“Só Tu tens Palavras de vida eterna” – Homilia 21º Domingo do Tempo Comum

“A quem iremos, Senhor?”

Com a Liturgia do 21º Domingo do Tempo Comum (ano B), refletimos sobre nossas opções, sobre o discernimento que devemos fazer entre os valores passageiros e os valores eternos.

A passagem  primeira Leitura do Livro de Josué (Js 24,1-2a.15-17.18b), por volta do século XII a. C, retrata sua fase final.

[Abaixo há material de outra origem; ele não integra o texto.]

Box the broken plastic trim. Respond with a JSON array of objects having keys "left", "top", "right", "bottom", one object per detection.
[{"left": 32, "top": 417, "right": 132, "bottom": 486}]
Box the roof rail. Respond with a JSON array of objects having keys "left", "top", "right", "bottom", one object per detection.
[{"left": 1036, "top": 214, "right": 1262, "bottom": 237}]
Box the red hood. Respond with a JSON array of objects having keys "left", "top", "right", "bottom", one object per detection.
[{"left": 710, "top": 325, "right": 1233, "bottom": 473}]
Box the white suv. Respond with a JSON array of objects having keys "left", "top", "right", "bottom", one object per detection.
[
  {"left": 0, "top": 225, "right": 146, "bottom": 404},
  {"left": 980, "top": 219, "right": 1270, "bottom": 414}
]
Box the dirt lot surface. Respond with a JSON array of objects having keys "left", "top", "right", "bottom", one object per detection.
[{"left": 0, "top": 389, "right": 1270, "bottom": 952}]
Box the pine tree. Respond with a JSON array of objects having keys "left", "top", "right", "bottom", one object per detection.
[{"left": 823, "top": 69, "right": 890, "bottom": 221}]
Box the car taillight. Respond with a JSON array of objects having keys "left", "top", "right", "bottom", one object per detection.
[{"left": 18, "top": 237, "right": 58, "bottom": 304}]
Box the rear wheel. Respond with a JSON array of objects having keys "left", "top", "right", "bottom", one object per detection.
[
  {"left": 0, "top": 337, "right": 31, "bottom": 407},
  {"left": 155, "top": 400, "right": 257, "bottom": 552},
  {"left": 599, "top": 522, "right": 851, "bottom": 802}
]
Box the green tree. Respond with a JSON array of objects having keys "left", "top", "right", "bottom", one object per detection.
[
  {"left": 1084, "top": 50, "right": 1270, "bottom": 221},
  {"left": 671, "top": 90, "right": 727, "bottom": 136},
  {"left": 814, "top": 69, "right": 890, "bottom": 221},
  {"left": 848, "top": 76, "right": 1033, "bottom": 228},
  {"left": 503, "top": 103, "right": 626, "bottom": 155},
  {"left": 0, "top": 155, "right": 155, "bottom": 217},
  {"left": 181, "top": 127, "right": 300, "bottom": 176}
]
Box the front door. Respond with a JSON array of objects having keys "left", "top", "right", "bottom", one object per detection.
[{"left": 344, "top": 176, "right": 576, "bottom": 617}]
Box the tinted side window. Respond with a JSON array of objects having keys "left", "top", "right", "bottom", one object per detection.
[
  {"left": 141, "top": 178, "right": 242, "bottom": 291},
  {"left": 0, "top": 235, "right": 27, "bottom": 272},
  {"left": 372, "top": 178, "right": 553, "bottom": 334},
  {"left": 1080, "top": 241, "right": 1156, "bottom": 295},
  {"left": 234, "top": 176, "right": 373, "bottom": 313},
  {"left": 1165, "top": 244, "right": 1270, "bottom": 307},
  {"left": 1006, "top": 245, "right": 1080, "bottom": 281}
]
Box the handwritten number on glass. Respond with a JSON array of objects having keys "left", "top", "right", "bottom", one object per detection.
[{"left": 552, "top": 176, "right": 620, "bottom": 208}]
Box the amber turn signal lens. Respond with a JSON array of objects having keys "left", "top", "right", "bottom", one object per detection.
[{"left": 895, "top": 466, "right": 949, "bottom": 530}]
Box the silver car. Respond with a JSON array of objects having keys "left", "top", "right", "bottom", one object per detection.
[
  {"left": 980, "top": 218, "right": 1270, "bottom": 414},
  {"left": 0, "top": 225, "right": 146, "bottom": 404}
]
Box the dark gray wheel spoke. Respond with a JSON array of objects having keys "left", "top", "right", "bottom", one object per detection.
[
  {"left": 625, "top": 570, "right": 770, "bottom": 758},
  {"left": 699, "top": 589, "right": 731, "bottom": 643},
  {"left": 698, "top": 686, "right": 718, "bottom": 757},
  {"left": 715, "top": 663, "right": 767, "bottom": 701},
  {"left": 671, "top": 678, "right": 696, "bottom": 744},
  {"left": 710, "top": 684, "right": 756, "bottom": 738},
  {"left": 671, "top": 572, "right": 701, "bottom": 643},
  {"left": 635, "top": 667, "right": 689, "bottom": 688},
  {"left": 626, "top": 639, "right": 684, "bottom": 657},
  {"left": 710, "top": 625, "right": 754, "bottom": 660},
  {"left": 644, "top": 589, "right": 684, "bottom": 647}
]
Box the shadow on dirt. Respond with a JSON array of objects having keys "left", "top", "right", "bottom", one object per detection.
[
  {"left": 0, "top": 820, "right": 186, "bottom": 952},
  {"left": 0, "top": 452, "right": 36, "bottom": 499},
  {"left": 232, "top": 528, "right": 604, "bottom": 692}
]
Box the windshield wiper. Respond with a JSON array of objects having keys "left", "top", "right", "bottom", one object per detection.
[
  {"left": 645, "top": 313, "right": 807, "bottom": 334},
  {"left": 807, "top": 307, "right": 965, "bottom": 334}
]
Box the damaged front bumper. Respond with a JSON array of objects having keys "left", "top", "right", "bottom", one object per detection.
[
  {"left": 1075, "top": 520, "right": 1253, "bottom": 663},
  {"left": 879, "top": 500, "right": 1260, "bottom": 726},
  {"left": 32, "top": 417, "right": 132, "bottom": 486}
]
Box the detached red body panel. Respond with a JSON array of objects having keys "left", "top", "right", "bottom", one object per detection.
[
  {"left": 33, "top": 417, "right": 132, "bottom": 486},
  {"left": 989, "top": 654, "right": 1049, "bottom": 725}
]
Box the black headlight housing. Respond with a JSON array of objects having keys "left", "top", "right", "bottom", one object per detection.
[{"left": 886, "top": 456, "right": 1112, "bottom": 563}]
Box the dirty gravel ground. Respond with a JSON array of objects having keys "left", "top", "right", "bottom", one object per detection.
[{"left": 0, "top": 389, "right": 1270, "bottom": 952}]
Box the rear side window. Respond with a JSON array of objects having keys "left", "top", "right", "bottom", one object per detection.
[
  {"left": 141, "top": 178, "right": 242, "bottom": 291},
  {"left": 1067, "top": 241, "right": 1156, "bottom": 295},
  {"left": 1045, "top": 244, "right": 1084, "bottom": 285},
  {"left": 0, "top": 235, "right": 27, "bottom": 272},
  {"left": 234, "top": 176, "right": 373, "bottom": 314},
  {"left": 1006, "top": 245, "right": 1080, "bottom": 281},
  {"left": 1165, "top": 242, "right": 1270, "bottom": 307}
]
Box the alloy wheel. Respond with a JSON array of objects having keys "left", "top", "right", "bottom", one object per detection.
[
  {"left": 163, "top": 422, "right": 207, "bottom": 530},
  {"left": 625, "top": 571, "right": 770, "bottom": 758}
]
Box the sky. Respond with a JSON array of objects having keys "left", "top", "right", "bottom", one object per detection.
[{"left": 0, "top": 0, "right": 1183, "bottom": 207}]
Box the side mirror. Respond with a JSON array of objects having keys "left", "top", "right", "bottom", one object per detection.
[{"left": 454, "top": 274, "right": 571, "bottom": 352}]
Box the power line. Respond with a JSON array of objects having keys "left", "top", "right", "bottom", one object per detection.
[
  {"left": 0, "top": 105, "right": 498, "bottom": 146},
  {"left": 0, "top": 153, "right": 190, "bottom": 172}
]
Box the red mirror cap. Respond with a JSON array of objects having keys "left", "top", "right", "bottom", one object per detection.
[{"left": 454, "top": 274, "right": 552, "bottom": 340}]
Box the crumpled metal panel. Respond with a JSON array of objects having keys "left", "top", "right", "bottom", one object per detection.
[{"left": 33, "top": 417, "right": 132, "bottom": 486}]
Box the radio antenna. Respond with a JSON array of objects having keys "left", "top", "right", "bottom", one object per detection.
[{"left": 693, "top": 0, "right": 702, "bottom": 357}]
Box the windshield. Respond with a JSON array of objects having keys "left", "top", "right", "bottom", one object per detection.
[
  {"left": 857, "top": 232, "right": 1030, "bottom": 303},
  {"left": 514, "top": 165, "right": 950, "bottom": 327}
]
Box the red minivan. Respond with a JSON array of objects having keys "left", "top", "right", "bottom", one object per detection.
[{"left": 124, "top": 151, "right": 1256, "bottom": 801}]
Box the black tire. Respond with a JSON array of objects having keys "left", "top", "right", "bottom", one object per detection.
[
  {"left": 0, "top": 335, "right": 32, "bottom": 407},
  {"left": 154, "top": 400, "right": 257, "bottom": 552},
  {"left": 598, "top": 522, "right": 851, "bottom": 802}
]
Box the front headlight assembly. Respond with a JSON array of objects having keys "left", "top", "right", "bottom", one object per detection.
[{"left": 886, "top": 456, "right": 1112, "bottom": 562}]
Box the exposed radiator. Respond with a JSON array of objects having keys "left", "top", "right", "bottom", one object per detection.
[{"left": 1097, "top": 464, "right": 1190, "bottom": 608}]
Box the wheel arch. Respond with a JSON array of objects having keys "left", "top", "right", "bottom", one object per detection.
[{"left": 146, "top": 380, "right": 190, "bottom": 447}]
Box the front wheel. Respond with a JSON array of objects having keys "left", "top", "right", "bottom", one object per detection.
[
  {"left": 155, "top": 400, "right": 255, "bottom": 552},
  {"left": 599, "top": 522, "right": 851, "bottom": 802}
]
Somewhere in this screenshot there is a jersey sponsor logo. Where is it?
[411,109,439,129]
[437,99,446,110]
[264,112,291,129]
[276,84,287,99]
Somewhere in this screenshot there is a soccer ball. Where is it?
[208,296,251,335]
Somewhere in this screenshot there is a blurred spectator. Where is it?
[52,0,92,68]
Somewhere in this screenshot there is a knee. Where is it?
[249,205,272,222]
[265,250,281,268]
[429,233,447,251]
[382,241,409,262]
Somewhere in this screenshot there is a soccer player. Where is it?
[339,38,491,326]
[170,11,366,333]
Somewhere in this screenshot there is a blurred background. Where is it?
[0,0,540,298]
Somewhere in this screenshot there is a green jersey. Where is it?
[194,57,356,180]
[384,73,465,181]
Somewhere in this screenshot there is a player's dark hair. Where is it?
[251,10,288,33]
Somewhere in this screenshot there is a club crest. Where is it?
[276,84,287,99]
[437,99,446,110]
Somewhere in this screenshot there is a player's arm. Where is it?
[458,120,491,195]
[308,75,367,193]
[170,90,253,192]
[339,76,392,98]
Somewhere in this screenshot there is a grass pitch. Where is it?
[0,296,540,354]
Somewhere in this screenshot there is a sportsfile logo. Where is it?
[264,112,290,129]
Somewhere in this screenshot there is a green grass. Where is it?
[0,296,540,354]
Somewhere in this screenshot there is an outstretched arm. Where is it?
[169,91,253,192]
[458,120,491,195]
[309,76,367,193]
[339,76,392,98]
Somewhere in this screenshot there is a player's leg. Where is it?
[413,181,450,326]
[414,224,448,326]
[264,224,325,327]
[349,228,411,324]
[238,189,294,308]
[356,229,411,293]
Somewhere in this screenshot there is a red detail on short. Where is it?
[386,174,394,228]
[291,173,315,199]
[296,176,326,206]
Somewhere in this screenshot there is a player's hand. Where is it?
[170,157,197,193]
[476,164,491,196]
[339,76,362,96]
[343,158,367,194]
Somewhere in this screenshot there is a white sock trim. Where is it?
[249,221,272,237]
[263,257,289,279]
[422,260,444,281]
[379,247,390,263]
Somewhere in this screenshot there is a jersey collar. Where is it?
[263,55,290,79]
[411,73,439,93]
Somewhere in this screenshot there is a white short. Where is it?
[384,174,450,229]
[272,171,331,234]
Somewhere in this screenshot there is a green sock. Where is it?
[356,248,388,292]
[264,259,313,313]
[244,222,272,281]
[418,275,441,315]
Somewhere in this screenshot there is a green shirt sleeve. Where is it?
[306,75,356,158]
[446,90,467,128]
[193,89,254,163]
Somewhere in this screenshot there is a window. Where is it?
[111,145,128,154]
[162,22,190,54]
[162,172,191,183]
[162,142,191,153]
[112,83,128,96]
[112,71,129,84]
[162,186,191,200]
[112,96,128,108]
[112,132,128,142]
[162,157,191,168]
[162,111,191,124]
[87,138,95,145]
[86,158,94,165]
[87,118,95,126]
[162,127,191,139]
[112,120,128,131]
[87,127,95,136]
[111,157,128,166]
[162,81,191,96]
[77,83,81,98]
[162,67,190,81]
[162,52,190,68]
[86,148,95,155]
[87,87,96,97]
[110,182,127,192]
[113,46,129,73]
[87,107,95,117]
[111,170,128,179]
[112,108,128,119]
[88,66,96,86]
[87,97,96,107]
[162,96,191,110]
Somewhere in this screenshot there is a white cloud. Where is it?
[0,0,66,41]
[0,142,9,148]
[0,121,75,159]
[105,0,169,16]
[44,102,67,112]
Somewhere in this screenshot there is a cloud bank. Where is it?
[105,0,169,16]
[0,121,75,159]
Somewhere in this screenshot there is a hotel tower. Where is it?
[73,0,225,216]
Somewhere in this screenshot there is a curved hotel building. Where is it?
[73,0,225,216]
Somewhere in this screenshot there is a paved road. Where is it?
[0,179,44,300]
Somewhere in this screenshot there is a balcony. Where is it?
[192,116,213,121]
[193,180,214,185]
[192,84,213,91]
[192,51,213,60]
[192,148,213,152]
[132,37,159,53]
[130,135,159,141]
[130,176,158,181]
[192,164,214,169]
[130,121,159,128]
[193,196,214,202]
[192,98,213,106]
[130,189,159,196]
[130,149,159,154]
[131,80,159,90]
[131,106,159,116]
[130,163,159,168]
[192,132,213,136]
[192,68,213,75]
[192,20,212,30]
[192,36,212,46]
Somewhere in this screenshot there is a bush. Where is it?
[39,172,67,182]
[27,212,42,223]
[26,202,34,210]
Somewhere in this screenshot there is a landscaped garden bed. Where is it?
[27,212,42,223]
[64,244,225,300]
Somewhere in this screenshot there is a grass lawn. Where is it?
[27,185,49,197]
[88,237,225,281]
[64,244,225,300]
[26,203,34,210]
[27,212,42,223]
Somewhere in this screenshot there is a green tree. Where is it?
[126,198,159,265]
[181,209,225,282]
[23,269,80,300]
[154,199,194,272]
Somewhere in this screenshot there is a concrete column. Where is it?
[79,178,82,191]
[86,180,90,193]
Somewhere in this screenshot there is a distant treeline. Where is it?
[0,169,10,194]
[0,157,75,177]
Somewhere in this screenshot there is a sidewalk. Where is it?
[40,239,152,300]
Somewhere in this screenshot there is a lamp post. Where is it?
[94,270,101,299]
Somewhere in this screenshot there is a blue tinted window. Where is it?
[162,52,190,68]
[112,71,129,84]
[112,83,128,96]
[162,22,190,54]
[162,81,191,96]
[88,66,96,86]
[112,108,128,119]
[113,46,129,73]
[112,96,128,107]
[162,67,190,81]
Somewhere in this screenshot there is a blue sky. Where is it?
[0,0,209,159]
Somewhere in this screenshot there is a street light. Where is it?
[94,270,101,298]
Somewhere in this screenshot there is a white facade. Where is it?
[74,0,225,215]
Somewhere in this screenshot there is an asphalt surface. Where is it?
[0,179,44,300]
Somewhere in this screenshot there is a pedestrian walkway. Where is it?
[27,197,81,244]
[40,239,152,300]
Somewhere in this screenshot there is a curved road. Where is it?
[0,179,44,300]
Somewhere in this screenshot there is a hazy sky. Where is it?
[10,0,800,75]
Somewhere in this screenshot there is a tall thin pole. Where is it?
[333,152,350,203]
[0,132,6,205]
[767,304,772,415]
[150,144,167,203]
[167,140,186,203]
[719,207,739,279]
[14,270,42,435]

É uma catequese sobre o poder de Javé a serviço do povo. Este precisa aceitar os dons divinos e corresponder com fidelidade à Aliança com Deus e aos Mandamentos, de modo que o Povo de Deus não pode ser seduzido por outros deuses.

Renovar sempre os compromissos com Javé é certeza de vida e liberdade. Somente em Deus e com Ele se pode encontrar a vida em plenitude.

Jamais prescindir de Deus é a grande mensagem desta passagem para a História da Humanidade em todo o tempo.

Preciosa é a afirmação de Josué na escolha: “Nem que todos Te abandonem, eu e minha família, não abandonaremos”. Josué é o modelo de líder: vive o que fala, assume e testemunha…

O Apóstolo Paulo, na passagem da segunda leitura, Carta aos Efésios (Ef 5,21-32), fala das consequências daquele que faz sua adesão a Cristo, e apresenta a família como espaço do aprendizado dos valores do Reino: partilha, amor, união.

O casal cristão deve ser sinal e reflexo da união de Cristo com a sua Igreja. Uma relação de amor, doação, serviço e edificação do outro. Paulo estabelece um belíssimo paralelo: o amor dos esposos comparado com a relação do Amor de Cristo pela Igreja e da Igreja por Cristo.

A vida conjugal, “ser uma só carne”, é o empenho quotidiano de viver neste amor e fidelidade, na partilha de toda a vida, com suas dores e alegrias, angústias e esperanças.

Viver o Batismo implica sempre em viver como Homens novos, e a família se torna o espaço privilegiado, e primeiro de aprendizado das normas e valores do Reino.

Na passagem do Evangelho (Jo 6,60-69), vemos a contraposição de duas lógicas: a humana e a divina.

Há uma lógica do poder, ambição e glória, e há a lógica da ação do Espírito que é caminho do amor e do dom da vida.

A preocupação do Evangelista é assegurar que o caminho da fidelidade é árduo, mas garante a vida plena. O contexto era de perseguição, afastamento, recusas, esmorecimentos, fragilização da fé.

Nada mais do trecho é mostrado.